Ten sites, 10 years, 10 lessons

Scale-up of routine HIV testing at community health centers in the Bronx, New York

Donna C. Futterman, Stephen Stafford, Paul Meissner, Michelle Lyle-Gassama, Arthur Blank, Lindsay DuBois, Jonathan Swartz

Research output: Contribution to journalArticle

7 Citations (Scopus)

Abstract

Objective. In response to the current CDC recommendations for routine HIV testing in clinical settings, the Adolescent AIDS Program at Montefiore Medical Center in the Bronx, New York, developed the Advise, Consent, Test, Support routine HIV testing model (ACTS) in 2003. ACTS was piloted in 10 community health centers operated by Montefiore because they serve populations most at risk for HIV/AIDS. Methods.
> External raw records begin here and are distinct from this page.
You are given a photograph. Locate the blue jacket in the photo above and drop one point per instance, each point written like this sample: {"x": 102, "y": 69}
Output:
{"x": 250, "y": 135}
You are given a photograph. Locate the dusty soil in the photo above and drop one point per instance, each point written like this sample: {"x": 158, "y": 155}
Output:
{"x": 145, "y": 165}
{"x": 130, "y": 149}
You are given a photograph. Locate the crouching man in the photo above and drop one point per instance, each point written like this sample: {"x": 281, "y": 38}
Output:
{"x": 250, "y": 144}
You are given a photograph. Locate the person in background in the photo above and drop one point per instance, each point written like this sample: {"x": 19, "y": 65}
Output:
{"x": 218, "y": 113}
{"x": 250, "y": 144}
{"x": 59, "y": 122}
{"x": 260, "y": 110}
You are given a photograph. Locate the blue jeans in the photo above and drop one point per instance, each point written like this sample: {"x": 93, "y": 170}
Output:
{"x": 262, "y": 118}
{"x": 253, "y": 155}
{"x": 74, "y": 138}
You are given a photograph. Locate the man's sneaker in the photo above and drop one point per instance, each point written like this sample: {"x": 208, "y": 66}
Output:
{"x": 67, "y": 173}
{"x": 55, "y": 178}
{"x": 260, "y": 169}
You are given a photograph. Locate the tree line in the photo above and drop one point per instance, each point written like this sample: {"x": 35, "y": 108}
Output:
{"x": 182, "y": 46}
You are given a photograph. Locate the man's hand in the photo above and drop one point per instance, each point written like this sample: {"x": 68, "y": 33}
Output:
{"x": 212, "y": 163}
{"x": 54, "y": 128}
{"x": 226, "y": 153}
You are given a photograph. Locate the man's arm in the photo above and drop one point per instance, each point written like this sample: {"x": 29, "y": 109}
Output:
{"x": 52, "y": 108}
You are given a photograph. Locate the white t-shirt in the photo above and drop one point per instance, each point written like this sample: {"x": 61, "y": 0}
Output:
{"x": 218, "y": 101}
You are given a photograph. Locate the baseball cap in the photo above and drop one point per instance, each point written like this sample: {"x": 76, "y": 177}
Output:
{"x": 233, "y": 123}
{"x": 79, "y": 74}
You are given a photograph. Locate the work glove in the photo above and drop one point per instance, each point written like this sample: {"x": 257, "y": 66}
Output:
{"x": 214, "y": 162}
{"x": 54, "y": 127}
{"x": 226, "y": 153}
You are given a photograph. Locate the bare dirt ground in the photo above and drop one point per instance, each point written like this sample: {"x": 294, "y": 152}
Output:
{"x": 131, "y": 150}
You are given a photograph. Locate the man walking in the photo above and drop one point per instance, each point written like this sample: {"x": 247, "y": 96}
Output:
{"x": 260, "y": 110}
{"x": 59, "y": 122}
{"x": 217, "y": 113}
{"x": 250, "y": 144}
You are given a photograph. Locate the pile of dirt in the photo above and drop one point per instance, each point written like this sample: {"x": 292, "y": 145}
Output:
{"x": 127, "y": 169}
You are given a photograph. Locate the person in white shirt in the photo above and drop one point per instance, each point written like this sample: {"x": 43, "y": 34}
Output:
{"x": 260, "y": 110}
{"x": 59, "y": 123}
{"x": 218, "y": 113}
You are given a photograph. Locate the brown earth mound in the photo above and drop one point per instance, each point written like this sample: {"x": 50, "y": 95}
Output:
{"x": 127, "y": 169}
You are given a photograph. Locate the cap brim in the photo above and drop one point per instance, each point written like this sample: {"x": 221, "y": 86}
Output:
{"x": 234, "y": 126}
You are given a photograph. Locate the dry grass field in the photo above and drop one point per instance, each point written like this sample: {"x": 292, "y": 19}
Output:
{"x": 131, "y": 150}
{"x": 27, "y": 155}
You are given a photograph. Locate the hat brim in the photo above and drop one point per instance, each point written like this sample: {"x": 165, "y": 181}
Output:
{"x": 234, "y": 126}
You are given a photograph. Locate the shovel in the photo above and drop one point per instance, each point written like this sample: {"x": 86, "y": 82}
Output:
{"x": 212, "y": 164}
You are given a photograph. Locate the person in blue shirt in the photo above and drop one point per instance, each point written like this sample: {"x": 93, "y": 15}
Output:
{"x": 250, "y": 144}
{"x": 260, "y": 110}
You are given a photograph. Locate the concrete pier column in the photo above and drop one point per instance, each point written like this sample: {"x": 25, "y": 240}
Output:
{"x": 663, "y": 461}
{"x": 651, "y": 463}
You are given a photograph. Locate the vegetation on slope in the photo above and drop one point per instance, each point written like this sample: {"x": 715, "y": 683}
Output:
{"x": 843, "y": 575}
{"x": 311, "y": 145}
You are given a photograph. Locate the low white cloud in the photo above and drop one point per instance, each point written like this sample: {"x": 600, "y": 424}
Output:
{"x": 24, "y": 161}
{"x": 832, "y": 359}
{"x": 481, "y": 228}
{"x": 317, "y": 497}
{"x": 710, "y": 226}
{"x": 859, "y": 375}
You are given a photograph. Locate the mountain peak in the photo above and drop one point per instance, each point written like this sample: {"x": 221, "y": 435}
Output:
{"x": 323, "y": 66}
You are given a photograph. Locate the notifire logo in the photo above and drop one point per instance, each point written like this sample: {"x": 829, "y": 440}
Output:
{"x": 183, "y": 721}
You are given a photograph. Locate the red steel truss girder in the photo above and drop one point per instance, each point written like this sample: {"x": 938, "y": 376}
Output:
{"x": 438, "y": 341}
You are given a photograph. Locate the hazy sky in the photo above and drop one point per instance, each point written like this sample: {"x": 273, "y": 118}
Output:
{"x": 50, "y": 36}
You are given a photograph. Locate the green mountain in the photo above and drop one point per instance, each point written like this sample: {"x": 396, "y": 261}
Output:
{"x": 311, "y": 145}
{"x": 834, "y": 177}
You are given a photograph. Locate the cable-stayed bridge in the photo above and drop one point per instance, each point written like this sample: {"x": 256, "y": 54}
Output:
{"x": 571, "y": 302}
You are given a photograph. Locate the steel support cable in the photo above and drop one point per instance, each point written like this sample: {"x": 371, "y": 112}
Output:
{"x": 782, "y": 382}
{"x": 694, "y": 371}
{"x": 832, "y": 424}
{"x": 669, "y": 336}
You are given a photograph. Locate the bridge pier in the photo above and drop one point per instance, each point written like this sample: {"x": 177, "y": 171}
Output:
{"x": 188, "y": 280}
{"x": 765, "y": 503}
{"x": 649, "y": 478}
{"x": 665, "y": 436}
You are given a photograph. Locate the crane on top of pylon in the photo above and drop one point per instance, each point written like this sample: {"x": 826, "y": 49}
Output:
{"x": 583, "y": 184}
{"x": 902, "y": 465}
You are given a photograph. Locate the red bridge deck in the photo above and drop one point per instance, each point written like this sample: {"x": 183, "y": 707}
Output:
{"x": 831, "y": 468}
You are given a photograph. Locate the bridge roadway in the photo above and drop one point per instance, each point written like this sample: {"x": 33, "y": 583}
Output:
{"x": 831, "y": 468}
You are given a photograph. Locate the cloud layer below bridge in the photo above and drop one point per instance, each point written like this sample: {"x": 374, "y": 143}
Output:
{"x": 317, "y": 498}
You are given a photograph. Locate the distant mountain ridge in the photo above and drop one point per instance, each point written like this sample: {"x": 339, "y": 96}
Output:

ACTS streamlined and codified the counseling and testing process, provided a routine HIV testing practice change plan, and provided training and communication materials that promoted routine HIV testing. To determine program success, we measured the number of patients seen at the clinics, the number of HIV test-eligible patients (those aged 13-64 years and not pregnant), the number and percent of patients receiving HIV testing, HIV test results, and the number of patients linked to care. Results. HIV testing in the 10 sites increased nearly threefold during the pilot period (2003-2007), from 3,944 of 49,125 eligible patients (8%) tested in 2003 to 11,212 of 55,629 eligible patients (20%) tested in 2007. With little ongoing support, the sites continued or maintained improvements: 13,226 of 56,686 eligible patients (23%) were tested in 2008, 15,965 of 57,025 eligible patients (28%) were tested in 2011, 17,483 of 60,514 eligible patients (29%) were tested in 2012, and 17,971 of 63,172 eligible patients (28%) were tested in 2013. Sites identified 433 HIV-positive patients from 2006 to 2013 (0.2%-0.6% annual seropositivity), and 96% of them were linked to care within 90 days of HIV diagnoses (range: 92% to 98% annually). Conclusion. ACTS demonstrated that substantial and sustained increases in routine HIV testing can be achieved in health-care settings, not by adding personnel or financial resources, but by using the model’s practice change plan and streamlined HIV testing approach.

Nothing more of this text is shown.